Duran ekonominin çarklarından dolayı borcuna borç ekleyerek yaşamını sürdürmeye çalıştı. İşyerlerini kapatanlar, kepenk indirenler oldu. Bu süreç hızla artmaya devam ediyor.
Kira, elektrik, su, emlak gibi temel girdi ve vergilerle borç artışı geçen 3 ayda yüzde 25’lere dayandı. Söz konusu tüm harcamalarda 3 ay öteleme yapılmış ancak 3 aydan sonra ödenebilirlik akla bile getirilmek istenmemiştir. Yerinde kararlar üretilmediğinden dolayı vatandaşlar gerek kendi aralarında gerekse de kurumlarla karşı karşıya gelmişler, gelmeye başlamışlardır.
Virüs öncesi koşullarda belirlenmiş olan ve tedbir alınmadığı için gün ve gün çoğalan sosyal güvenlik, vergi, borç, taksit ve diğer tüm harcamaların ekonominin düşen kapasitesinden dolayı işletmelerin yüzde %70’i için ödenebilmesini ummak, beklemek, istemek tam bir vurdumduymazlıktır.
Dünyada söz konusu tüm ödeme ve borçlar için 6-8 aylık bir geçiş süreci öngörülerek planlamalar yapılmış ve bu süreler için devletler kaynak tedarikine gitmiştir. Gelirin yüzde 80’lerine varan doğrudan ödemeler yapıldığı biliniyor. Yaşamın devamı için bu kaçınılmazdır. Kaldı ki bizde bu sürenin en az 1 yıl olması gerekmektedir.
Doğrudur; salgın bizden kaynaklı olmayan bir salgındır ve tüm dünyayı etkilemiştir. Ancak ekonomik olarak bizleri tüm dünyayı etkilediğinden daha çok etkilediği ve ötelemeler dışında devletin varlığının hissedilmediği diğer bir başka doğrudur. Kimse kendini kandırmasın.”
İKTİSADİ VE MALİ İŞ BİRLİĞİ PROTOKOLÜ DEĞERLENDİRMESİ
Oda, iktisadi ve mali iş birliği protokolüyle ilgili de açıklamada bulundu.
Mali protokolle sağlanan kaynağın yüzde 70’inin bütçe üzerinden maaş, transfer ve savunma ihtiyaçları için harcanacağının kaydedildiği açıklamada “Aynı tas aynı hamam” değerlendirmesinde bulunuldu.
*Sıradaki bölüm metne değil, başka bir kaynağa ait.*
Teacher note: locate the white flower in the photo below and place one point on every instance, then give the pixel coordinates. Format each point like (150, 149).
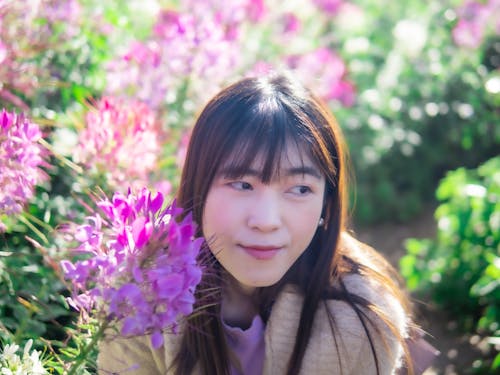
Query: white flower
(12, 364)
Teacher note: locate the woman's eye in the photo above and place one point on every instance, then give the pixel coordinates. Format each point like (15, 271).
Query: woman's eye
(301, 190)
(240, 185)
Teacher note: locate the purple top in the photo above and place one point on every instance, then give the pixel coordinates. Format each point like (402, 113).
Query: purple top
(248, 346)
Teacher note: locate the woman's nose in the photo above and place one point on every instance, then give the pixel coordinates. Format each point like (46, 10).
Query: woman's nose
(264, 213)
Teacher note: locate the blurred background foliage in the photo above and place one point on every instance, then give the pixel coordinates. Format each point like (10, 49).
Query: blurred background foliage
(414, 85)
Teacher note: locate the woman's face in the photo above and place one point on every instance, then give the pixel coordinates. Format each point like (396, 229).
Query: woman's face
(256, 230)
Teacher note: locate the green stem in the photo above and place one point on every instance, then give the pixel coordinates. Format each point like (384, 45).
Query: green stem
(34, 229)
(82, 357)
(63, 159)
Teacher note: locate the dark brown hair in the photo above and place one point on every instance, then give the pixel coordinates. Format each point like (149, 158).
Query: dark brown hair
(259, 116)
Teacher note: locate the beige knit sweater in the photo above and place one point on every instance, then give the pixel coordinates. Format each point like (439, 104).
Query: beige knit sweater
(354, 356)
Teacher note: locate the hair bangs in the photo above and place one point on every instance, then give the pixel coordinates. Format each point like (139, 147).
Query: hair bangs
(259, 139)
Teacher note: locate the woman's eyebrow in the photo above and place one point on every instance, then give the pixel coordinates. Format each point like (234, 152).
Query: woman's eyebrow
(292, 171)
(303, 170)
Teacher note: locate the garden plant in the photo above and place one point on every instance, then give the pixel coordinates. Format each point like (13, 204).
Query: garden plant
(97, 100)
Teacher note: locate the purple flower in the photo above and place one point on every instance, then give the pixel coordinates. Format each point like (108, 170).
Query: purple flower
(324, 71)
(331, 7)
(140, 269)
(117, 135)
(21, 159)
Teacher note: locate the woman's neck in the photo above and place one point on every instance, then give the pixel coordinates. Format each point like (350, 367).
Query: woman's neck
(239, 306)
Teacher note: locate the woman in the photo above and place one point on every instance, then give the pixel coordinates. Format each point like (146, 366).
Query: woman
(288, 290)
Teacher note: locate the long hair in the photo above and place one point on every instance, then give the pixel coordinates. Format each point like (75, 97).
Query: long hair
(260, 116)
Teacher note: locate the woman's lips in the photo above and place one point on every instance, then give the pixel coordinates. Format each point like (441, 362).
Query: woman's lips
(261, 252)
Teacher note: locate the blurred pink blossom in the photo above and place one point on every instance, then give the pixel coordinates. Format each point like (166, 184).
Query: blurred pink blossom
(324, 72)
(331, 7)
(21, 159)
(121, 141)
(25, 33)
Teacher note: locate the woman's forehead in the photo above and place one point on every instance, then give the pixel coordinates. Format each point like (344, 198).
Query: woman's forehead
(293, 159)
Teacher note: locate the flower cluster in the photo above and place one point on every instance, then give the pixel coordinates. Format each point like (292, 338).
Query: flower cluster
(195, 46)
(29, 364)
(194, 50)
(21, 159)
(121, 142)
(325, 71)
(139, 267)
(27, 29)
(474, 20)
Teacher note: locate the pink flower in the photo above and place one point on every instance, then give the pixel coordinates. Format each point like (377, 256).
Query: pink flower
(329, 6)
(21, 159)
(324, 72)
(121, 141)
(142, 272)
(475, 19)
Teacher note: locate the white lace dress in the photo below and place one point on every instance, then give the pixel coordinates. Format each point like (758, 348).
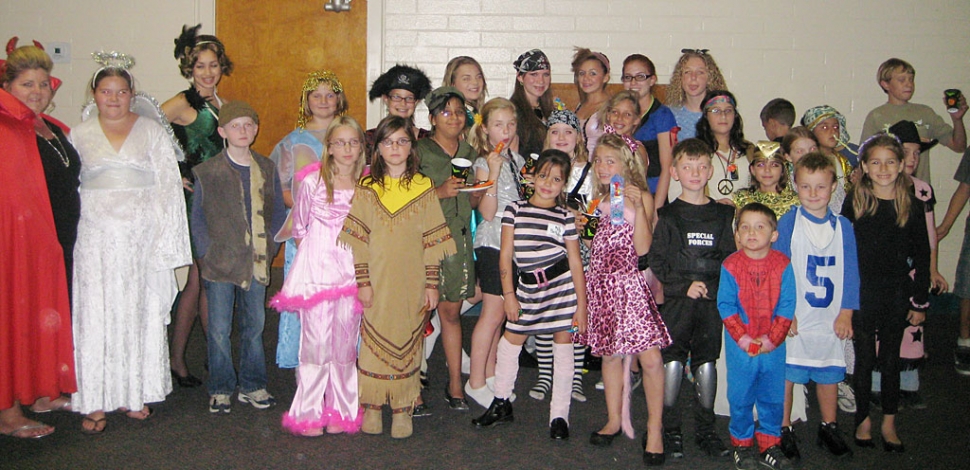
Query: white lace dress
(131, 236)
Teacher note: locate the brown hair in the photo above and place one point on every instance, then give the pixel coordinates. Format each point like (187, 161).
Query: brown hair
(675, 91)
(450, 77)
(327, 165)
(25, 58)
(205, 42)
(864, 202)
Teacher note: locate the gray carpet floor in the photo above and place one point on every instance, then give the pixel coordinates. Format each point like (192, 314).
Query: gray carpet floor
(184, 435)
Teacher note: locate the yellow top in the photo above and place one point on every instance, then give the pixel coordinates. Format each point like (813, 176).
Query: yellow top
(394, 196)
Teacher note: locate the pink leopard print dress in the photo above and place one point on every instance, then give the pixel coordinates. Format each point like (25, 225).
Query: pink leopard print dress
(623, 317)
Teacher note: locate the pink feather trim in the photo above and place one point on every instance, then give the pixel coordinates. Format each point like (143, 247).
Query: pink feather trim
(330, 416)
(284, 303)
(311, 168)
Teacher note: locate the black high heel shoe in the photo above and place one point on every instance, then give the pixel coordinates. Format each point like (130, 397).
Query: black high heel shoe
(499, 412)
(189, 381)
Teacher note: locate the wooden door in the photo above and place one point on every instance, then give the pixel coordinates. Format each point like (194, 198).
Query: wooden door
(275, 44)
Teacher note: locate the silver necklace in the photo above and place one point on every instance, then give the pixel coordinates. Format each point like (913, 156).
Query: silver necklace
(61, 153)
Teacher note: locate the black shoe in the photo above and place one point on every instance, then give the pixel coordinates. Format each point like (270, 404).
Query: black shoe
(830, 437)
(499, 412)
(775, 459)
(603, 440)
(712, 445)
(654, 460)
(789, 444)
(458, 404)
(558, 429)
(189, 381)
(674, 443)
(893, 448)
(865, 443)
(745, 458)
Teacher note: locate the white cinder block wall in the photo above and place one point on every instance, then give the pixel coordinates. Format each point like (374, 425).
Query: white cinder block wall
(811, 52)
(143, 29)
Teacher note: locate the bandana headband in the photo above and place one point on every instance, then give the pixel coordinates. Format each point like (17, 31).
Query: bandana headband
(630, 142)
(563, 117)
(719, 99)
(530, 61)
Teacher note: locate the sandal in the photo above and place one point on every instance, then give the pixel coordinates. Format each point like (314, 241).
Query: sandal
(141, 415)
(94, 428)
(65, 405)
(23, 432)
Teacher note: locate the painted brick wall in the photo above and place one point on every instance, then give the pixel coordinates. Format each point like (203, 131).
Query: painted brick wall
(141, 28)
(811, 52)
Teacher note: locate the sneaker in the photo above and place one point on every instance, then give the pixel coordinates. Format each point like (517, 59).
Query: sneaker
(961, 359)
(260, 399)
(744, 458)
(789, 444)
(674, 443)
(712, 445)
(220, 404)
(775, 459)
(846, 398)
(831, 439)
(912, 400)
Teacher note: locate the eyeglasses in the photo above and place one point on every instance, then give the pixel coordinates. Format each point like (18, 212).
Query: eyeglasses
(399, 98)
(402, 142)
(353, 143)
(721, 111)
(640, 77)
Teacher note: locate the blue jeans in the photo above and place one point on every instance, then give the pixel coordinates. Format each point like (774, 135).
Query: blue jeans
(252, 315)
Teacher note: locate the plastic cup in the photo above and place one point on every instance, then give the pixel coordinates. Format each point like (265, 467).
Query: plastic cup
(461, 168)
(952, 100)
(589, 231)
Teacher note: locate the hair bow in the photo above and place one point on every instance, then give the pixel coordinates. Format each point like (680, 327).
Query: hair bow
(630, 142)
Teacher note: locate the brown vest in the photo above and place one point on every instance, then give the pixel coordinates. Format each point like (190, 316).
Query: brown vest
(232, 256)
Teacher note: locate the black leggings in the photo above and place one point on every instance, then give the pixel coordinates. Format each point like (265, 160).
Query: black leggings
(881, 316)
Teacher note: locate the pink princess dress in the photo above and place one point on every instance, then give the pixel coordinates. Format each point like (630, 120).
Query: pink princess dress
(322, 289)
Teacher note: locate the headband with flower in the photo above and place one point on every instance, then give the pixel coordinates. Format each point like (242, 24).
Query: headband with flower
(564, 116)
(630, 142)
(313, 81)
(11, 46)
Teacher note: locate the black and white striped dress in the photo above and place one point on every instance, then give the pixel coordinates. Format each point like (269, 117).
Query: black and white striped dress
(540, 235)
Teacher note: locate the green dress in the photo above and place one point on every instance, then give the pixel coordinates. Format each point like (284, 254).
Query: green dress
(458, 270)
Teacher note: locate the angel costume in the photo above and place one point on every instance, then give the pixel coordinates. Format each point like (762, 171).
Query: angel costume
(399, 237)
(321, 289)
(298, 149)
(131, 236)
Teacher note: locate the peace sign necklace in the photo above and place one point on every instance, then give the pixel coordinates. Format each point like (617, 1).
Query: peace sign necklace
(726, 185)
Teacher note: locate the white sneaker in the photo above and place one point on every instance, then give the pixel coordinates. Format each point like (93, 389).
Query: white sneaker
(846, 398)
(260, 399)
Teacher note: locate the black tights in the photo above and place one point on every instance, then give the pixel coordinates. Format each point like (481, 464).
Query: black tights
(882, 316)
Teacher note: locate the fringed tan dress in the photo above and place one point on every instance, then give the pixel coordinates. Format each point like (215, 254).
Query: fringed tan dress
(399, 237)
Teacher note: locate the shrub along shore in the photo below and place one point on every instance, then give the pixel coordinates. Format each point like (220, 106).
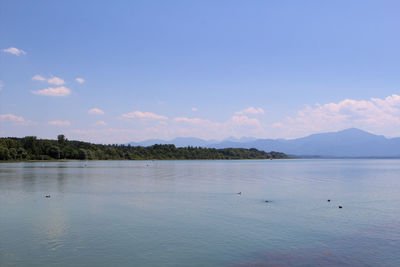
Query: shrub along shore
(31, 148)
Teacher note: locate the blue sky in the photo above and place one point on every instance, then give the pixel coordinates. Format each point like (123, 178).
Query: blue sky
(208, 69)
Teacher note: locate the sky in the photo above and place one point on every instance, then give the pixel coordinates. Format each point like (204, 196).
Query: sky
(122, 71)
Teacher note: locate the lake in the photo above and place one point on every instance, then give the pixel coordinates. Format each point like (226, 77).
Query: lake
(189, 213)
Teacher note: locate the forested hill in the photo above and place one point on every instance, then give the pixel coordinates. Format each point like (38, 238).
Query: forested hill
(31, 148)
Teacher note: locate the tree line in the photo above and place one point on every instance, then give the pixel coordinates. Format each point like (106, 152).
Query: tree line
(32, 148)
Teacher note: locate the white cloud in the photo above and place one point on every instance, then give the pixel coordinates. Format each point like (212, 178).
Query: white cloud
(60, 123)
(380, 115)
(53, 91)
(95, 111)
(56, 81)
(250, 111)
(52, 80)
(15, 119)
(143, 116)
(14, 51)
(100, 123)
(244, 121)
(80, 80)
(38, 78)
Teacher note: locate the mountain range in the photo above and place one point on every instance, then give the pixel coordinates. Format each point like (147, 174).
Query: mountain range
(346, 143)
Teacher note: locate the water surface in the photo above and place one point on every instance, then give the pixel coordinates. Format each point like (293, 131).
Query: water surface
(188, 213)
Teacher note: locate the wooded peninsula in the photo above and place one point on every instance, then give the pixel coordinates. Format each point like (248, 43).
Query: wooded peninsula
(32, 148)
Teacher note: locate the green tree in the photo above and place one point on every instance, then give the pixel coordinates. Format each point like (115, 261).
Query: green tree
(61, 139)
(4, 153)
(54, 152)
(13, 153)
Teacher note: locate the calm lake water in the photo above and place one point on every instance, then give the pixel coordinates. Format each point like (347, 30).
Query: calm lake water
(188, 213)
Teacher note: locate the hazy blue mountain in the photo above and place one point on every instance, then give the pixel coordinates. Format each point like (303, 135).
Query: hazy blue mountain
(347, 143)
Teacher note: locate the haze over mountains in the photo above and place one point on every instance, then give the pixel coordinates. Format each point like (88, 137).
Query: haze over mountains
(346, 143)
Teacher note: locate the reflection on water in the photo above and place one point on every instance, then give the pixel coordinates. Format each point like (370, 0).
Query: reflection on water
(188, 213)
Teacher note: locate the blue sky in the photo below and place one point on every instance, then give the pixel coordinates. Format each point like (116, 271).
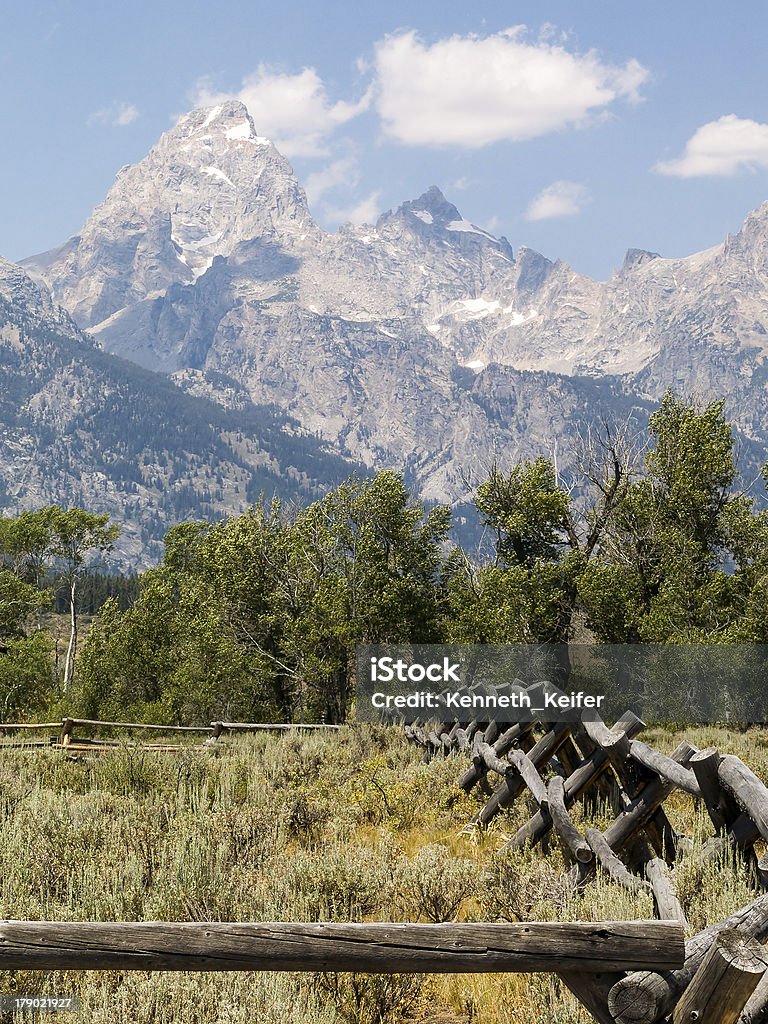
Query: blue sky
(597, 127)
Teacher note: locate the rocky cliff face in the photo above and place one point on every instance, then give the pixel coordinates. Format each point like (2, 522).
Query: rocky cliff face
(421, 341)
(81, 427)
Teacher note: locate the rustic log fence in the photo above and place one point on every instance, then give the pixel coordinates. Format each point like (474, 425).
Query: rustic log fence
(386, 948)
(555, 764)
(65, 731)
(623, 973)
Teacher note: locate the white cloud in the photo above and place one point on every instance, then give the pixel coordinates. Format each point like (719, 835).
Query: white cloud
(118, 115)
(561, 199)
(364, 212)
(294, 111)
(338, 174)
(472, 90)
(721, 147)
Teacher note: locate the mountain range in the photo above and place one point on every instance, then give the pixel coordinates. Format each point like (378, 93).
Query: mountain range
(422, 342)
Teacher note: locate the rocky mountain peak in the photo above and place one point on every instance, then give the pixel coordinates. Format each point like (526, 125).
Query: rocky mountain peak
(635, 257)
(431, 208)
(209, 184)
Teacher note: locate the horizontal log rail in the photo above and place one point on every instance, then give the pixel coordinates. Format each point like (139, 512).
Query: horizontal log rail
(388, 948)
(67, 727)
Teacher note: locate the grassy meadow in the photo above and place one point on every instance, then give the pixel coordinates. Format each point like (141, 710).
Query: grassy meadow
(306, 827)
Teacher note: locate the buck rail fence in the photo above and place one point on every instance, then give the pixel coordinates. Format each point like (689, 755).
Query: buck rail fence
(65, 731)
(723, 979)
(622, 972)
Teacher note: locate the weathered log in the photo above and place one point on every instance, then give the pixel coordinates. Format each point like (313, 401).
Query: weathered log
(748, 790)
(666, 767)
(664, 838)
(513, 784)
(522, 763)
(615, 868)
(578, 783)
(645, 997)
(563, 825)
(728, 975)
(592, 991)
(668, 905)
(645, 804)
(616, 745)
(501, 745)
(721, 807)
(605, 784)
(582, 946)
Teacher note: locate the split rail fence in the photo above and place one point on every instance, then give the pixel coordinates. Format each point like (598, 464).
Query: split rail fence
(65, 731)
(555, 764)
(623, 972)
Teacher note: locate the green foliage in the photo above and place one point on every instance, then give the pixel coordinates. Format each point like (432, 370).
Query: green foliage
(26, 676)
(257, 617)
(527, 510)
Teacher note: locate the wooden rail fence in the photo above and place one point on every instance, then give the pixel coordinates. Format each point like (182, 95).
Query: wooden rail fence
(65, 731)
(623, 972)
(388, 948)
(723, 979)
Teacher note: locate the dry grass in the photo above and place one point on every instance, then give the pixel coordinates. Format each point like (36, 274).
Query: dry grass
(347, 827)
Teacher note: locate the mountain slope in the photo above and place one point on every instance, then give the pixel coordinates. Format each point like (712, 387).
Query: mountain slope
(79, 426)
(422, 341)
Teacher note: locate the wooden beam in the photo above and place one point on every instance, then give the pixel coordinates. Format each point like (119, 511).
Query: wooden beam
(727, 977)
(449, 948)
(648, 996)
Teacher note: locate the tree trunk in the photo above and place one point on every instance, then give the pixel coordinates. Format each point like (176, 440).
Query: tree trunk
(72, 649)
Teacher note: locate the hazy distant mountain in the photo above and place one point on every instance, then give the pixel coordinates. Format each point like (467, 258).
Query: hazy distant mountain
(79, 426)
(422, 341)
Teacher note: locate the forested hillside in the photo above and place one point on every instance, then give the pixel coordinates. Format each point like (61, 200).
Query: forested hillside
(256, 616)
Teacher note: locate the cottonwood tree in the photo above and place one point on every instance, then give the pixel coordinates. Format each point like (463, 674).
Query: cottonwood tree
(75, 536)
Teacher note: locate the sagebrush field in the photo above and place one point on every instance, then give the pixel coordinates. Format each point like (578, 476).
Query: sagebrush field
(347, 827)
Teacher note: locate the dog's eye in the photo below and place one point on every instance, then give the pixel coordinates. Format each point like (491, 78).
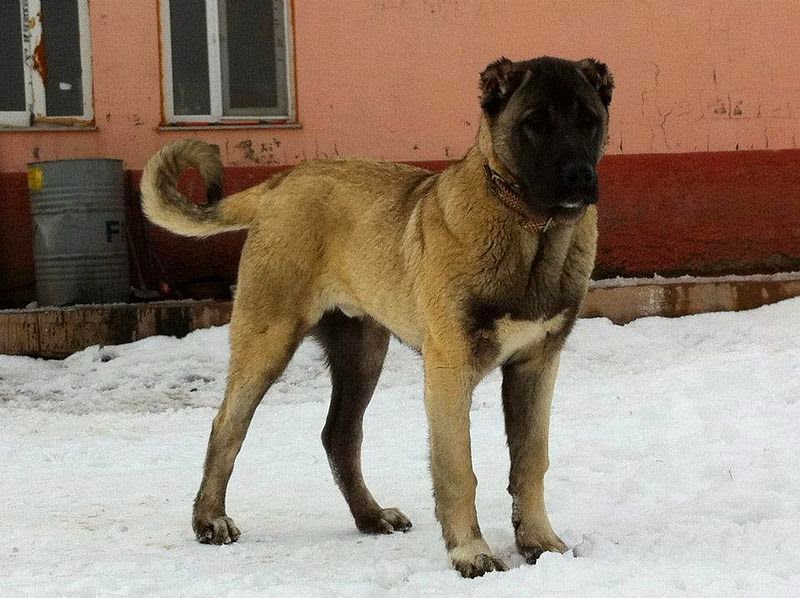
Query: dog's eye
(537, 122)
(587, 121)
Açıklamada şunlar da kaydedildi:
“Hükümet maalesef kendi harcamalarını güvence altına almak için yeni bir pakete imza atmış ve yeniden borçlanma yoluna gitmiştir. 
Tam bir iflas yaşadığımız ve yeni bir başlangıç öngörüsüyle hareket etmedikçe de her zaman soluk almak için de dahi yeni kaynaklara ihtiyaç duyacağımızın diğer adıdır bu. Kaynak yaratmayan, çoğaltmayan, yeterince üretmeyen ekonomiden dolayı durmadan borç ihtiyacı ortaya çıkmaktadır. Her kriz döneminde yaşadığımız bu durum, ekonomimizin tüketime dayalı, bir balon ekonomisi olduğunu yüzümüze çarpmaktadır.
Sorun ülkenin sıkıntılarının görmezden gelinmesi, devlet maliyesi üzerinden yapılan harcamalarla bir yere varılamayacağının anlaşılmak istenmemesidir.
Son yıllarda devlet bütçesinin yüzde 73’ü özel harcamalar üzerinden karşılanmıştır. Yapılan protokol ile çalışanların üçte ikisi yok sayıldığına göre ve 5-6 ay boyunca bu kesimin kendi özel harcamalarını yapamayacağı da ortaya çıktığına göre Maliyenin de insanımızın da işi zor, hem de çok zor demektir. 
Böyle bir mali iktisadi aklın kabul görmeyeceği bir tarafa, nefes alıp vermenin hakkımız olduğunu ve gerekeni yapacağımızı belirtmek zorundayız.”